Site Reliability Engineer
About The Position
The Site Reliability Engineering (SRE) team at Aqua Security helps other Engineering teams to improve the reliability, security, resilience, and performance of the services they own.
SREs use their expertise in how Aqua’s Infrastructure works to ensure other teams are getting maximum leverage from it.
SRE also owns several of the processes (and related tooling) that contribute to reliability, including how we run incidents (and how we learn from them), how we make infrastructure changes safely, and how we ensure adequate capacity for future needs.
Our SRE Team is responsible for design, creation, and maintenance of a complete multi cloud deployment and monitoring framework. Working with AWS EKS, GCP GKE and Azure AKS and many other cloud services.
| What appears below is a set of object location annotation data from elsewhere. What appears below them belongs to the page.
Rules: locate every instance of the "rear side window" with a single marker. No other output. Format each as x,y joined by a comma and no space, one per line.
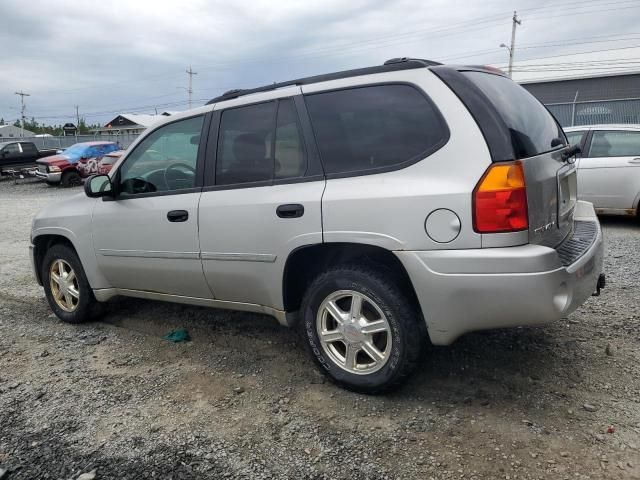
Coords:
255,146
532,129
29,148
374,128
615,144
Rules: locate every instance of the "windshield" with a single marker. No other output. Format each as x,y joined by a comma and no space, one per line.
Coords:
533,129
75,150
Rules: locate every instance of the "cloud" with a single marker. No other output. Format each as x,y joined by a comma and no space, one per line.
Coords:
116,56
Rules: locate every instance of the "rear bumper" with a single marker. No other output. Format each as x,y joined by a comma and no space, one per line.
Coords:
465,290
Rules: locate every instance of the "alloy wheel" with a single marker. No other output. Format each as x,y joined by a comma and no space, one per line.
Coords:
354,332
64,285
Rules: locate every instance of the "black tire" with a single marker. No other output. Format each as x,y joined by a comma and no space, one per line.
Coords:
404,319
70,179
88,308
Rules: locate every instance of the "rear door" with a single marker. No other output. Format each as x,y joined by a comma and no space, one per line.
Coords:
609,170
262,200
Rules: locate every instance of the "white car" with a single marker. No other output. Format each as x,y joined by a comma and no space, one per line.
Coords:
609,167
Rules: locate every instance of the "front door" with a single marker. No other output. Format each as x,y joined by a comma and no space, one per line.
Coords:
265,202
609,171
147,237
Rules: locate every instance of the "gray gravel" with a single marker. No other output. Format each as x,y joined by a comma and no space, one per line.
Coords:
112,400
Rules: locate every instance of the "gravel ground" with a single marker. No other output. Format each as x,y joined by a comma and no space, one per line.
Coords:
242,400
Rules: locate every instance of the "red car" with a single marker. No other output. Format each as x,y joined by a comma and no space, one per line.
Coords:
98,165
63,168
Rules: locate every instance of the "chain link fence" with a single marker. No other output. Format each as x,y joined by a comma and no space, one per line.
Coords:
596,111
62,142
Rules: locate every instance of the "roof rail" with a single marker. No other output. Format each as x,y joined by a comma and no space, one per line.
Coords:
391,65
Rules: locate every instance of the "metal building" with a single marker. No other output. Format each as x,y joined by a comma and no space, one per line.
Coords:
613,98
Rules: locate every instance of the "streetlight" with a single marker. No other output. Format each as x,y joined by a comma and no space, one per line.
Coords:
510,57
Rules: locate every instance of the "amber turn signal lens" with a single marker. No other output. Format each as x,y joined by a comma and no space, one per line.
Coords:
500,200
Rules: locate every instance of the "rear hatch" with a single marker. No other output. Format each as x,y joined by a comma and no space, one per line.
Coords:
527,132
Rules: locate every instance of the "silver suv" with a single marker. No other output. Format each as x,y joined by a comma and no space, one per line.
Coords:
372,208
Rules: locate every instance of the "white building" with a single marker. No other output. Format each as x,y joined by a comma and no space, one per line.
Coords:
9,131
129,124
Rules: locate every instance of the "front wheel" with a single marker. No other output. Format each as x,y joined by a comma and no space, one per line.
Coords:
361,328
66,287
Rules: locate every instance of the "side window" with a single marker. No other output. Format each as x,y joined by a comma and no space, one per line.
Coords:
374,127
165,160
12,148
245,152
574,138
615,144
29,148
290,159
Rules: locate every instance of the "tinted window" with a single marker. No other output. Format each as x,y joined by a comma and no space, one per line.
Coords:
12,148
615,144
29,148
574,138
374,127
244,144
290,160
165,160
532,128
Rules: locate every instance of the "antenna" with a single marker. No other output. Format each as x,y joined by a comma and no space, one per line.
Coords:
22,109
191,73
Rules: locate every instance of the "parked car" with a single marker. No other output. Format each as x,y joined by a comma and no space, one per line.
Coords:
98,165
63,167
372,208
609,167
17,155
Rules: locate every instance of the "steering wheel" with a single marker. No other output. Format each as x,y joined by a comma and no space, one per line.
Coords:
178,167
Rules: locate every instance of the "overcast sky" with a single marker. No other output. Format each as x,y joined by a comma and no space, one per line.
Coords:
131,56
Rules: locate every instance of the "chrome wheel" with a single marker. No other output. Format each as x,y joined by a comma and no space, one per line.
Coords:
354,332
64,285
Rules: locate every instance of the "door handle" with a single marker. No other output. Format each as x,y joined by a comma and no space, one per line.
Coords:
178,216
290,210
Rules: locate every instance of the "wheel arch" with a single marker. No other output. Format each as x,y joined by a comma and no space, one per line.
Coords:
305,263
42,243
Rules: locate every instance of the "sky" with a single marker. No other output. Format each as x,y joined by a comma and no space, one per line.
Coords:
131,56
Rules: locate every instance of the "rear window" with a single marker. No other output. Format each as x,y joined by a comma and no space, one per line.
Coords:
367,129
532,128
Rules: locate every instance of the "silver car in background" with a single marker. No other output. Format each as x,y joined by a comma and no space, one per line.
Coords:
372,208
609,167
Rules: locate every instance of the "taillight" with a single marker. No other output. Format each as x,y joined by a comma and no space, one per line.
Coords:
500,200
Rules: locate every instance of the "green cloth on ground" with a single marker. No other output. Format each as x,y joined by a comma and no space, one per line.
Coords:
180,335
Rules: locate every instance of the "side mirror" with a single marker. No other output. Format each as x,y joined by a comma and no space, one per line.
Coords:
98,186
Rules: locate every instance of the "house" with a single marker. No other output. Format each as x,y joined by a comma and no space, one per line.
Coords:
9,131
129,124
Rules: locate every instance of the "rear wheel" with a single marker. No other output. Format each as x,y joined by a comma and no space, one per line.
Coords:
70,179
66,287
362,330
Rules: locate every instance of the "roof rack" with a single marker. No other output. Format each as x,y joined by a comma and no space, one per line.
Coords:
390,65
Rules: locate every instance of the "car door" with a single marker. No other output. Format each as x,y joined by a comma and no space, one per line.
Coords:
11,154
609,170
146,238
262,198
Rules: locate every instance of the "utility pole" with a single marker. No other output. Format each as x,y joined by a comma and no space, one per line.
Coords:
77,120
191,73
22,110
513,40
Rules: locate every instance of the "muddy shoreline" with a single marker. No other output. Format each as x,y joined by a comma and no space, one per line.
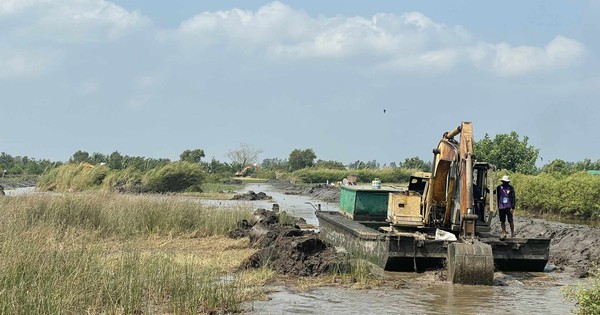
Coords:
574,247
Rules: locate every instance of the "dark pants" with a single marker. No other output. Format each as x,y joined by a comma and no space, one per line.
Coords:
505,213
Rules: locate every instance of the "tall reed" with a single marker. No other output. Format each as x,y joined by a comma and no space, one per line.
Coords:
53,261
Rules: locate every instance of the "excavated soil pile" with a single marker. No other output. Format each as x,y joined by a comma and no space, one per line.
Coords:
572,246
286,249
322,192
252,196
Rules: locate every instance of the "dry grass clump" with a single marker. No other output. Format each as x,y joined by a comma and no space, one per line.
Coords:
113,254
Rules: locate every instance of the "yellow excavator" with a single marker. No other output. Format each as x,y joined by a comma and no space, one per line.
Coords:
442,218
250,168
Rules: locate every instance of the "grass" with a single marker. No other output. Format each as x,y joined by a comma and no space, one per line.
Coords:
218,191
113,254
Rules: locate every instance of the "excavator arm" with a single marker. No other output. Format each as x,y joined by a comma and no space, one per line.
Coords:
450,192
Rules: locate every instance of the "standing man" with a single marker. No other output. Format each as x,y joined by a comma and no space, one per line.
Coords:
505,194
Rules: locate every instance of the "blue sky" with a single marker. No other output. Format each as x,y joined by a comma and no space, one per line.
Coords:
154,78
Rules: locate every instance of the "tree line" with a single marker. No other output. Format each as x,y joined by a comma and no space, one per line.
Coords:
508,152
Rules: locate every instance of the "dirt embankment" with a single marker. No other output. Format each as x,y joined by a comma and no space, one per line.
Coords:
326,193
285,248
252,196
573,246
9,183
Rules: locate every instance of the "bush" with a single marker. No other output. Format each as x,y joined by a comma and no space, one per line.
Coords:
586,295
576,195
392,175
127,180
73,177
175,177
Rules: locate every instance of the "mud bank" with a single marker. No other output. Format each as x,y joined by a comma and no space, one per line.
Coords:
285,248
323,192
574,247
252,196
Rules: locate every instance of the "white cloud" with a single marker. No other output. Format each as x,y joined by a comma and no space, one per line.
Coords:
69,21
403,42
145,82
90,87
19,64
506,60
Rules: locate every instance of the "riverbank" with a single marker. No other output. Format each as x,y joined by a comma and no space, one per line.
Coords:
574,247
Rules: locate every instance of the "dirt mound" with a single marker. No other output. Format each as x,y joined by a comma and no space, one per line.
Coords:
322,192
285,249
232,181
252,196
572,246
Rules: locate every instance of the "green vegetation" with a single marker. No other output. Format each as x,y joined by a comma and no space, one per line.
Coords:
507,152
172,177
300,159
116,254
389,175
17,165
576,195
586,295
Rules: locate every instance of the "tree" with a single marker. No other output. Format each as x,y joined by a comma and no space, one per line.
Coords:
192,156
244,155
557,166
80,156
115,160
507,152
274,164
416,163
332,165
301,159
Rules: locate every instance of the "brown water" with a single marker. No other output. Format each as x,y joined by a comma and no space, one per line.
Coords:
538,294
514,293
295,205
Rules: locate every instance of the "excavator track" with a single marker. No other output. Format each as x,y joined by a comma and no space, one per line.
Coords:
470,263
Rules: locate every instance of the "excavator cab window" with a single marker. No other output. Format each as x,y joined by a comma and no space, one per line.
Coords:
417,184
480,191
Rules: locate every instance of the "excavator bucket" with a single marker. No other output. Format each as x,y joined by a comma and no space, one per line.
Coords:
470,263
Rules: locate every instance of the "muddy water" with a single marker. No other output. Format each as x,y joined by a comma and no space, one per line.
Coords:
514,293
424,296
293,204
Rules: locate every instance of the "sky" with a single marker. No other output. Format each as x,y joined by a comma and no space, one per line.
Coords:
352,80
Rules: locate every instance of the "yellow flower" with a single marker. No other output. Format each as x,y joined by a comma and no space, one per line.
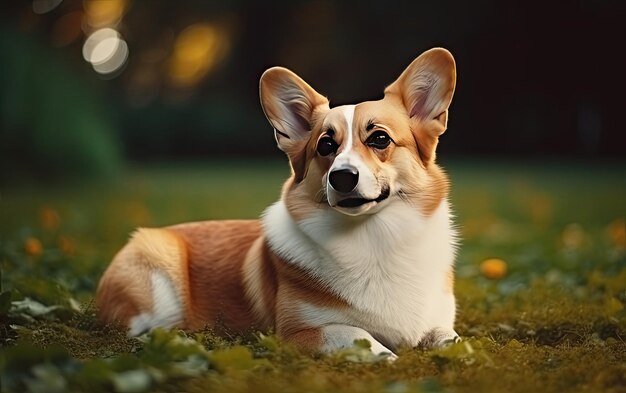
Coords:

This is an amazing opportunity to work with a world class technical team and to hold responsibility for designing, creating, and provisioning infrastructure and deploying and maintaining applications with a focus on infrastructure as code.
- Strong SRE/DevOps skillset on Azure, GCP or AWS (preferred)
- Experience with Hashicorp products.
- CI/CD - Jenkins
- Monitoring platforms - Datadog preferred
- Containerization with Docker and Kubernetes
- Strong working experience with bash, Python/GO
- Solid Linux experience
- Database expertise a plus (PostgreSQL ideal)
- An eagerness to automate everything
- Manage availability and performance problems for clients
- automate resolution to prevent re-occurrences
- Ability to be on call on a rotational basis